No, because CPU busy does not translate linearly into actual performance. It would be if there was no hyperthreading, no variation in clock speeds, no NUMA effects, no virtualization, power/cooling effects, etc. With this oversimplification we might shoot us in the foot as the actual performance consumption is significantly higher.
Factors affecting actual performance
(list probably incomplete)
Hyperthreading (or Multithreading on UNIX)
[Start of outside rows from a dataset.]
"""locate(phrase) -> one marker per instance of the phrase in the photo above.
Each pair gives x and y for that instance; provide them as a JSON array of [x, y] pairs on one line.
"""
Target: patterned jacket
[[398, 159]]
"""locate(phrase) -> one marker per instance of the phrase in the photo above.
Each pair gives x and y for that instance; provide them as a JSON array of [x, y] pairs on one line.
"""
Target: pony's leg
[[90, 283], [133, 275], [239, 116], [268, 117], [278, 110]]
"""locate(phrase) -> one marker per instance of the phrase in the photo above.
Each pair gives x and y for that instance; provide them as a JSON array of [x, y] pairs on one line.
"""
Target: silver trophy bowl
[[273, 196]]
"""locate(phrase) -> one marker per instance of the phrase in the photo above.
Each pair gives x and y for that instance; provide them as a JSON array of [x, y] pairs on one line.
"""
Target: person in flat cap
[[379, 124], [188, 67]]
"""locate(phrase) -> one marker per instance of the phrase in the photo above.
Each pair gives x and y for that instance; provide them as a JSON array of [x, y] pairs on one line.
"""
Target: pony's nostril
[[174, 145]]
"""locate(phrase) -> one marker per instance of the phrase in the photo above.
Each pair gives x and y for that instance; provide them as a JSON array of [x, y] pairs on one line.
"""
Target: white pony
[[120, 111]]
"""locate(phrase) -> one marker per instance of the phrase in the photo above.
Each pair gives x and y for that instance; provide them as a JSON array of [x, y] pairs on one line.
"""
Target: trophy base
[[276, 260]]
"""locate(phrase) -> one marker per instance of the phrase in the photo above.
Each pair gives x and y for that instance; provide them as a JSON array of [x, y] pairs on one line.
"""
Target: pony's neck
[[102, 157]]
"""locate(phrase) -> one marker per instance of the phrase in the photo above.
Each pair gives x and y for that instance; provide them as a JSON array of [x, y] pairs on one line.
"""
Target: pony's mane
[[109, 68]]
The most obvious one. Our given Dell system has 16 cores, 2 threads per core, so Linux shows us 32 logical CPUs (threads). If we run just one single threaded, CPU bound process on the system, it will use just one core. If we then increase the load to saturate two logical CPUs, it will use two physical cores (a smart process scheduler will use up all cores first before it starts to use hyperthreads). This goes on until we have all 16 cores saturated, at which point the OS tells us it is 50% busy. Are we now consuming 50% of its maximum performance? No, unless you consider hyperthreading to be perfect – with each core giving us double the performance if we utilize both threads, which is clearly highly overoptimistic.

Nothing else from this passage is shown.